Si le roman entraîne dans son mouvement des « types », c’est parce que ceux-ci ont entre eux des rapports autres que réels (les rapports réels entre types sont déterminés par l’existence réelle de groupes sociaux auxquels ils donnent une figure romanesque), des rapports déterminés par leur nature même de type, des rapports idéaux : c’est alors que, loin d’aider à distinguer, la fonction du type sera de confondre.

Ce qui donne sa réalité, sa matière même, à l’entreprise de Balzac, et en fait une oeuvre, c’est justement cette double nature de l’objet romanesque. Les deux sens sont chacun à leur tour affirmés, et il y a glissement incessant de l’un à l’autre.
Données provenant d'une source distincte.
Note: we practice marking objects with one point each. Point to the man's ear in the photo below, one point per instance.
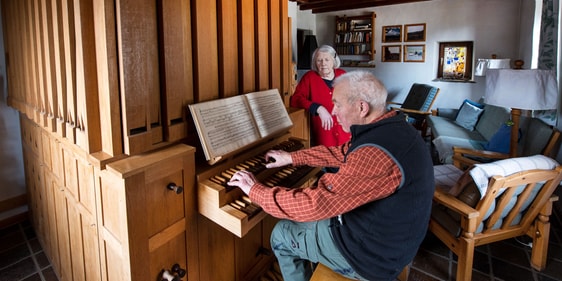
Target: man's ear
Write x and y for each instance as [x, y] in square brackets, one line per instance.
[363, 108]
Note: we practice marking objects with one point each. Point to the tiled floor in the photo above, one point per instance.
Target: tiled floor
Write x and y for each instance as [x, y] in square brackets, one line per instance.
[21, 255]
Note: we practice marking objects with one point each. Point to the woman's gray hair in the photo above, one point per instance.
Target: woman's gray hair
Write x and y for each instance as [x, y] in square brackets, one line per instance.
[325, 49]
[363, 85]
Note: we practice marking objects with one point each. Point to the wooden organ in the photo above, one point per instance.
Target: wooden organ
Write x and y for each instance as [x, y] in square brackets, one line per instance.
[253, 124]
[228, 206]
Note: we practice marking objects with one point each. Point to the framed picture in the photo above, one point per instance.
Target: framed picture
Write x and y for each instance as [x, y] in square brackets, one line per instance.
[455, 61]
[414, 32]
[391, 53]
[414, 53]
[392, 33]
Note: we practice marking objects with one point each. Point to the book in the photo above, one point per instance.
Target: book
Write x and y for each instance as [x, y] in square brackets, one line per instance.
[226, 125]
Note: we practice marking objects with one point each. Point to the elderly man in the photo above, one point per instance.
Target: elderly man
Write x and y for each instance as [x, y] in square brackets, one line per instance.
[366, 221]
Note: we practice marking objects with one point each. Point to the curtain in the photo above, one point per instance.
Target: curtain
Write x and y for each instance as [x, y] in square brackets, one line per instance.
[548, 50]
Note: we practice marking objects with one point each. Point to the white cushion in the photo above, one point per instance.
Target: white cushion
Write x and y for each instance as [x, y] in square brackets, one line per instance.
[481, 173]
Il sera plus simple d’expliquer cela sur un exemple. On sait l’importance des lieux dans le déroulement de la fiction romanesque : il faut montrer que cette fonction typique est ambiguë. Le début des Petits Bourgeois donne un excellent exemple de la première conception de l’objet romanesque : une longue description de choses (une maison, un mobilier), dans la forme d’une exploration (caractéristique du mouve-ment d’exposition balzacien), met en place ce qu’Un début dans la Vie a désigné comme étant « le matériel social d’une époque » : tous les détails de la maison ont un aspect discriminant, et leur fonction est de montrer, sur le fond, sur le décor lui-même, comment la petite bourgeoisie se détermine par rapport à la bourgeoisie, à la fois par elle et contre elle. Ce rapport très complexe est constitué par l’agencement de la description romanesque : les meubles typiquement « petits bourgeois » sont placés devant des murs « bourgeois », qu’ils dissimulent et montrent en même temps ; c’est cette occultation matérielle qui donne figure à la réalité. Toutes les descriptions chez Balzac sont conduites d’après de telles normes ; ainsi, dans les Paysans, trois des lieux essentiels de l’action sont caractérisés par un système d’opposition : 

« La maison de Rigou, celle de Soudry, et celle de Gaubertin ne sont-elles pas, pour qui connaît la France, la parfaite représentation du village, de la petite ville, et de la sous-préfecture. » (p. 271).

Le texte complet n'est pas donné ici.